Dr. [Jehan] Perera is an optimist and hopes the government of President Mahinda Rajapaksa - who with his brother Gothabaya, the Defence Secretary, launched this crushing strike at the Tigers 18 months ago - can be magnanimous in victory.
"The hope lies in the fact that the President was in the past a human-rights campaigner, when he was in the opposition," Dr. Perera said.
"Because he has been fighting a war he had to have the Sinhalese extremists with him, but once he wins the war he won't need them. Maybe then the President will surround himself with different advisers. That's what we have to hope, that when the situation on the ground changes that our leaders will change accordingly."
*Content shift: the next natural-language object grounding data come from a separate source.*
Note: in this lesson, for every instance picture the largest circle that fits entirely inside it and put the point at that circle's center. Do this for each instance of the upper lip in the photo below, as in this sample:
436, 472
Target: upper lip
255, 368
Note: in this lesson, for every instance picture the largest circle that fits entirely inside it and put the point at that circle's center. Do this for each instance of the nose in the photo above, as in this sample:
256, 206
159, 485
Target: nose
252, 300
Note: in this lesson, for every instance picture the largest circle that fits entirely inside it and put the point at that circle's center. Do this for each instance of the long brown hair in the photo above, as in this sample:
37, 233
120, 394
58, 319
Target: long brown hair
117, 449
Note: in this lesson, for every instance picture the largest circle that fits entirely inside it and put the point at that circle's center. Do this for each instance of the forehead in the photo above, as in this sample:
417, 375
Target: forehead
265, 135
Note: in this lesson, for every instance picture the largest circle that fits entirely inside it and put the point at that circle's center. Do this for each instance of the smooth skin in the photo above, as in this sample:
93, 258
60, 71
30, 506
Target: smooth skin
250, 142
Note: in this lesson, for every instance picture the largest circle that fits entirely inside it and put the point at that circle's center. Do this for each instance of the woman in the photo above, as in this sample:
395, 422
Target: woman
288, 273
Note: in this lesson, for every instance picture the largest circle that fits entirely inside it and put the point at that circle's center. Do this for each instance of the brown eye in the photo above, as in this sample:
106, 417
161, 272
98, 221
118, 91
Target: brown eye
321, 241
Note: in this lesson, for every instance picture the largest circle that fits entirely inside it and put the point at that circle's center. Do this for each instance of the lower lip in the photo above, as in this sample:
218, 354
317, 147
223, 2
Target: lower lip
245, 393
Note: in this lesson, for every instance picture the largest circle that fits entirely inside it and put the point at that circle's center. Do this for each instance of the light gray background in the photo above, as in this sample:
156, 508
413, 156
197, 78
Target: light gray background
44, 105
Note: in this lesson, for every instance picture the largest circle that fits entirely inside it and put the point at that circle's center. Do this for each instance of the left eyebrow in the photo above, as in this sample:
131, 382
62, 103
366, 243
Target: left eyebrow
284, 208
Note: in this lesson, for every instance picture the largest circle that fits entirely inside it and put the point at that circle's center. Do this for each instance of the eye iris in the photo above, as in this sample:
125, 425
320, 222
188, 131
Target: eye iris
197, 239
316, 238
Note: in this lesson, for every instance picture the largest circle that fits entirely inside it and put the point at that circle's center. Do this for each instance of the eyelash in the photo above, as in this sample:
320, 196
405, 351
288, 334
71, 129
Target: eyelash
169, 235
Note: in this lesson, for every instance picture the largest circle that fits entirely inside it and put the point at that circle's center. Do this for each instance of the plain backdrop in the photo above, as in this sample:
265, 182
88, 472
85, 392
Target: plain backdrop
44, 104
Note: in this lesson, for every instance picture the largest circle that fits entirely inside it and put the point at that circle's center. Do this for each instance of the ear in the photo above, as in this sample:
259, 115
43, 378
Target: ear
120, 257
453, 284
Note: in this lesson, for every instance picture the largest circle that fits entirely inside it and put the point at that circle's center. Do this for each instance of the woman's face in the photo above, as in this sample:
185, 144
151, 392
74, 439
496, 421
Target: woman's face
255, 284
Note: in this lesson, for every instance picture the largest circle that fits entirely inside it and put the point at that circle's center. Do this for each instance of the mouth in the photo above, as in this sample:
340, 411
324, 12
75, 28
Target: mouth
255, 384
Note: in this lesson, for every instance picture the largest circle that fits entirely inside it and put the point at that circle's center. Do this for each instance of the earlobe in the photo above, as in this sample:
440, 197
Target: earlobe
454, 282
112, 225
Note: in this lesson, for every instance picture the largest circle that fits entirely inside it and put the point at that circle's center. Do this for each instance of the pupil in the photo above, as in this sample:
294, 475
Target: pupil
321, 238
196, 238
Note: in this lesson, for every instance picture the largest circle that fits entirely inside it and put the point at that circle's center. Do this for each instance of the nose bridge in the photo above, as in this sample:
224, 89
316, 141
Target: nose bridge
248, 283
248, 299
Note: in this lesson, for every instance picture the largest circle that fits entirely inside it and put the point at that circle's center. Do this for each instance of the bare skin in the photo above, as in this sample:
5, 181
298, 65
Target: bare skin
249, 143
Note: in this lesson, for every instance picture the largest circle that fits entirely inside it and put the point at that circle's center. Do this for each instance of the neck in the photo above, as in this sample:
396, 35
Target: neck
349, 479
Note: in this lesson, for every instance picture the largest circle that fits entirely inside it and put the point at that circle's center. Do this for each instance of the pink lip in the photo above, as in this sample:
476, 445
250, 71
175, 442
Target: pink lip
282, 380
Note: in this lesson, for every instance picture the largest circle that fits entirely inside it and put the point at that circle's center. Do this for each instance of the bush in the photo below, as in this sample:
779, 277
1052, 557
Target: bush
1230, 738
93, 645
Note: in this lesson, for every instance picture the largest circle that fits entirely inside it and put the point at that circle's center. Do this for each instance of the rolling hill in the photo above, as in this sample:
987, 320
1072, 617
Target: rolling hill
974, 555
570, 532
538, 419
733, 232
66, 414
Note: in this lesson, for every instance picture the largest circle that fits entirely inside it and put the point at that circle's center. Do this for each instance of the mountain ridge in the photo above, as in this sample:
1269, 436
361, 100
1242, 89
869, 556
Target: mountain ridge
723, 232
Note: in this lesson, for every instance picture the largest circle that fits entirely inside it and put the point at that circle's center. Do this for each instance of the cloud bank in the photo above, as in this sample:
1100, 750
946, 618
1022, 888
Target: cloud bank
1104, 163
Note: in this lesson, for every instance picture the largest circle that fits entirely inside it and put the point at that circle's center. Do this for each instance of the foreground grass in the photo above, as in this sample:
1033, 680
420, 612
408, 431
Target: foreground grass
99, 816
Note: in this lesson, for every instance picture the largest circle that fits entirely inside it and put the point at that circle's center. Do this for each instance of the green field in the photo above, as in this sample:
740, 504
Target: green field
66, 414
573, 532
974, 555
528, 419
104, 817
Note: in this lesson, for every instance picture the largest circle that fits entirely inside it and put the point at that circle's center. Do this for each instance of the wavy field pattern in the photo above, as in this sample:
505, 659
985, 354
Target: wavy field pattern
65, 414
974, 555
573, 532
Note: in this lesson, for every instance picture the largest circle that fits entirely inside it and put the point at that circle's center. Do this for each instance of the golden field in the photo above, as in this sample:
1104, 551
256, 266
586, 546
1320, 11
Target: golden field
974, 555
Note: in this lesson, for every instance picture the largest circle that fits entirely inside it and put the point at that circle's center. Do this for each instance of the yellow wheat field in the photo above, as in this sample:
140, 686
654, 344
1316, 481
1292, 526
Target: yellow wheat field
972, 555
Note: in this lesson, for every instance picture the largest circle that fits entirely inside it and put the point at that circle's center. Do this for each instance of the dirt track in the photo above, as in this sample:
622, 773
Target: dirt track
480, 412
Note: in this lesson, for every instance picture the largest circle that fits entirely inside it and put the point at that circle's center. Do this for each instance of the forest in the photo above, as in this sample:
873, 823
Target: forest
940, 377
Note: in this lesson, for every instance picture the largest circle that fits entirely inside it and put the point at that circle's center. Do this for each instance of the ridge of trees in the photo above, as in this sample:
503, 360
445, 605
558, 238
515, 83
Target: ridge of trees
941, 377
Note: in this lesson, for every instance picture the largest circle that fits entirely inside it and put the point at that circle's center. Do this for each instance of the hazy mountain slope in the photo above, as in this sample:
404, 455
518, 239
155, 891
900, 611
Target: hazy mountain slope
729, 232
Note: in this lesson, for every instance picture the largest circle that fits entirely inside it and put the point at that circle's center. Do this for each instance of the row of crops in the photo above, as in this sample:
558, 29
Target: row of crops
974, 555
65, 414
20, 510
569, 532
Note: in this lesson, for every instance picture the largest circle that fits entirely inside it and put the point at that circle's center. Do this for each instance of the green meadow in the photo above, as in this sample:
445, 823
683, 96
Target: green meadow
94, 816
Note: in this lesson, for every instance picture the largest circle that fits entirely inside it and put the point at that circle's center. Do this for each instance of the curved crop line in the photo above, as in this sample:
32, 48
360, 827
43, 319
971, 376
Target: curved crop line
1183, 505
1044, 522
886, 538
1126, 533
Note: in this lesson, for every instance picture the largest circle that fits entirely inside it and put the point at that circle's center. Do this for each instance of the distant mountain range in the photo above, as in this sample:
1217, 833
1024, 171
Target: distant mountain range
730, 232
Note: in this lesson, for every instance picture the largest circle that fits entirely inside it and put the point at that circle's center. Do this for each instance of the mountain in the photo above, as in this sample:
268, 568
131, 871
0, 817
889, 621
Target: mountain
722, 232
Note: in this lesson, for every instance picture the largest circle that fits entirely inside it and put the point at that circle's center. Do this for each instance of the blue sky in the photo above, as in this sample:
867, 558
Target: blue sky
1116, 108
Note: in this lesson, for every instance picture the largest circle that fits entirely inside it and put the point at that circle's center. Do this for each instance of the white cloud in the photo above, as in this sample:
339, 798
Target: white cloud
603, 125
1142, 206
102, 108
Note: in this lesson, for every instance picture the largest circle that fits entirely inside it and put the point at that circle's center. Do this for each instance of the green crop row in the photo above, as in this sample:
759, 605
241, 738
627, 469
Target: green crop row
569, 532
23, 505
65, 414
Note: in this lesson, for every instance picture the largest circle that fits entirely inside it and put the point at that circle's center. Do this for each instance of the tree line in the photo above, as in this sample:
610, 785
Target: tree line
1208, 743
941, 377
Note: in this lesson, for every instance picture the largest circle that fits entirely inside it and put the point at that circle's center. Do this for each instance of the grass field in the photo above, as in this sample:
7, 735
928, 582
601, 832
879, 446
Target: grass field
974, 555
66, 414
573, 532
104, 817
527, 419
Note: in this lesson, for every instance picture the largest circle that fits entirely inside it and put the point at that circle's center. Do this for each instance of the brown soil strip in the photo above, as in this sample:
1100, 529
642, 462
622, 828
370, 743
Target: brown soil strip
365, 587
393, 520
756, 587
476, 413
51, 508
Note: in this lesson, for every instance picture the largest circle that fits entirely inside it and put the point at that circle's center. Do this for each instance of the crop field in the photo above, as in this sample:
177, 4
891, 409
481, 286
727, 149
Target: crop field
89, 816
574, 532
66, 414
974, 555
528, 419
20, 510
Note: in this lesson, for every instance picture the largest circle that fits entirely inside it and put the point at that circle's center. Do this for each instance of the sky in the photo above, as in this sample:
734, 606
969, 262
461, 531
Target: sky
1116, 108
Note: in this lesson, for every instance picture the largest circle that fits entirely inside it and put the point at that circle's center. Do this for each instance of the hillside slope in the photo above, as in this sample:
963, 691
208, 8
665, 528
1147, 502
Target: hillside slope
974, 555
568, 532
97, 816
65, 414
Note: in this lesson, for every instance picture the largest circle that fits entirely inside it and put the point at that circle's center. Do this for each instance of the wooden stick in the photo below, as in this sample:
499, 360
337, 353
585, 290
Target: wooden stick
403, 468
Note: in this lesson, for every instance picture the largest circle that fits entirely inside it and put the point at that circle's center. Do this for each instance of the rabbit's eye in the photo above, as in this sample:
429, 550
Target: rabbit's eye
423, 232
Yet it seems unlikely that President Rajapaksa has any plans to negotiate. His stated goal is to eliminate "any trace" of the Tigers. And two weeks ago, his government "proscribed" the Tigers, making it illegal to talk to them.
Nor is it clear whom the President could have negotiated with, in any case: The Tigers, in their iron reign over the area they called a homeland, moved with cold precision against anyone else who tried to speak for Tamils.
"The Tigers wiped out genuine leaders of the Tamil people - now they have neither guns nor political leaders of any eminence," observed Dr. Perera, who is Sinhalese. "For peace to be just, it has to be negotiated between equals" but such a dialogue is now impossible, he said.
[. . .]
President Rajapaksa has promised Tamils their "peace and freedom" will follow the end of the LTTE, a pledge met with considerable skepticism by international observers here. "This government says all the right things but they speak with forked tongues," said a Western diplomat who is not authorized to speak on the record. "They just want the Tamils crushed and wiped out."
The diplomat suggested that traditionally Tamil areas would likely continue to be under heavy military occupation, while a few showpiece development initiatives are undertaken.
Mr. Ranmohan said that Tamils are worn down by the fighting and living under both regimes - either Tiger or Sinhalese-majority government - and have little energy left for anything but survival. "Probably we will be like your ... Indians, pushed into a reservation," he said. "It's going to be a terrible ending and the scar will be there for generations."